I caught part of Ken Burns' documentary about the Dust Bowl on PBS last night. Growing up here, you cover some of that stuff in history classes along the way, but certainly not in the kind of depth that you get in this documentary. The thing that struck me (and I only watched the first part) was how LONG it lasted. You would think people would have given up and moved on a whole lot sooner than they did having to live in those kinds of conditions, but they were tough...or stubborn...or just didn't realize (which seems typical of human beings...the inability to look for solutions to a bad situation when you're right in the middle of it)...I don't know.
My father was born in Okarchee, OK in 1930. He was a Dust Bowl baby. He was the youngest of six kids (that I'm aware of, there may have been more, but that side of the family's history is spotty at best, and he's no longer around to quiz about it.) After watching this, I'm amazed they survived, and I'd give anything to pick his brain about it. His father was a share cropper, and the family eventually left Oklahoma and moved to California (hello, Grapes of Wrath) when things became untenable. I wonder, after watching this, how bad it was before it reached the breaking point. This picture is from a day in April, 1935 when they had the biggest and baddest of the Dust Storms. Woody Guthrie, born and raised in Okemah, OK, who would have been 14 years old on this day, credits this horrible storm as the inspiration for his song "So Long It's Been Good to Know Yuh." As that storm approached, he said, people were sure it was the end of the world, and they all started their goodbyes to one another. Hard to imagine.
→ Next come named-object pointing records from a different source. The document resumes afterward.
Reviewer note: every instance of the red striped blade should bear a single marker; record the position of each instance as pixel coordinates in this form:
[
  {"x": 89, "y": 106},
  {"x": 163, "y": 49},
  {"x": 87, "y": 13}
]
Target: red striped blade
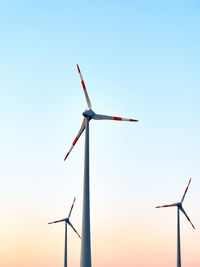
[
  {"x": 84, "y": 89},
  {"x": 186, "y": 216},
  {"x": 166, "y": 206},
  {"x": 105, "y": 117},
  {"x": 186, "y": 190},
  {"x": 76, "y": 139},
  {"x": 63, "y": 220}
]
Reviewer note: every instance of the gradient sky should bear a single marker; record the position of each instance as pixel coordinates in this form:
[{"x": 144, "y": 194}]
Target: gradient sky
[{"x": 139, "y": 59}]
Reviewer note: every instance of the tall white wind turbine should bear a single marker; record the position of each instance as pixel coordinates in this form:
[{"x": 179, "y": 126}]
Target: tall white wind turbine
[
  {"x": 88, "y": 115},
  {"x": 179, "y": 208},
  {"x": 67, "y": 221}
]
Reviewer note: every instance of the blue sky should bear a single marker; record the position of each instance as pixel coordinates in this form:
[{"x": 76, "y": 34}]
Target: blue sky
[{"x": 139, "y": 59}]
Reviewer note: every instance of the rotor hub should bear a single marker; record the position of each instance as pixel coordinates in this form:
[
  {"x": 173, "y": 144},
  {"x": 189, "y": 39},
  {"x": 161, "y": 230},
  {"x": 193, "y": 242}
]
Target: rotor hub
[{"x": 88, "y": 114}]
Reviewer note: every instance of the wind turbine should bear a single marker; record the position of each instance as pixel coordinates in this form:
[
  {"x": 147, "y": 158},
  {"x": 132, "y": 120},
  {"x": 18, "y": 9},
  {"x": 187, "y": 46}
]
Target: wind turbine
[
  {"x": 88, "y": 115},
  {"x": 179, "y": 208},
  {"x": 67, "y": 221}
]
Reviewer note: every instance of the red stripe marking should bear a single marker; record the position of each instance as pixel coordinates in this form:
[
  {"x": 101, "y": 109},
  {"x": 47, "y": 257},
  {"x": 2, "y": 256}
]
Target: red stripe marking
[
  {"x": 75, "y": 140},
  {"x": 66, "y": 156},
  {"x": 132, "y": 120},
  {"x": 83, "y": 84},
  {"x": 117, "y": 118},
  {"x": 78, "y": 68}
]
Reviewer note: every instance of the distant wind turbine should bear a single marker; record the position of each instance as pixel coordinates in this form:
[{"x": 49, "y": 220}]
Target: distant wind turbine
[
  {"x": 88, "y": 115},
  {"x": 179, "y": 208},
  {"x": 67, "y": 221}
]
My uncle, a few years older than my father, met Woody at some point. I'm not sure about the details, but they certainly would have had a few things in common.
Probably not a great documentary for little kids, but middle school and up would be appropriate. Ken gets fairly graphic about things like the wholesale slaughter of cattle, and jackrabbit round ups, not to mention some very sad and tragic stories about the loss of human life.
I need to watch the rest of it, and then ask my uncle a few more questions before he's no longer around either.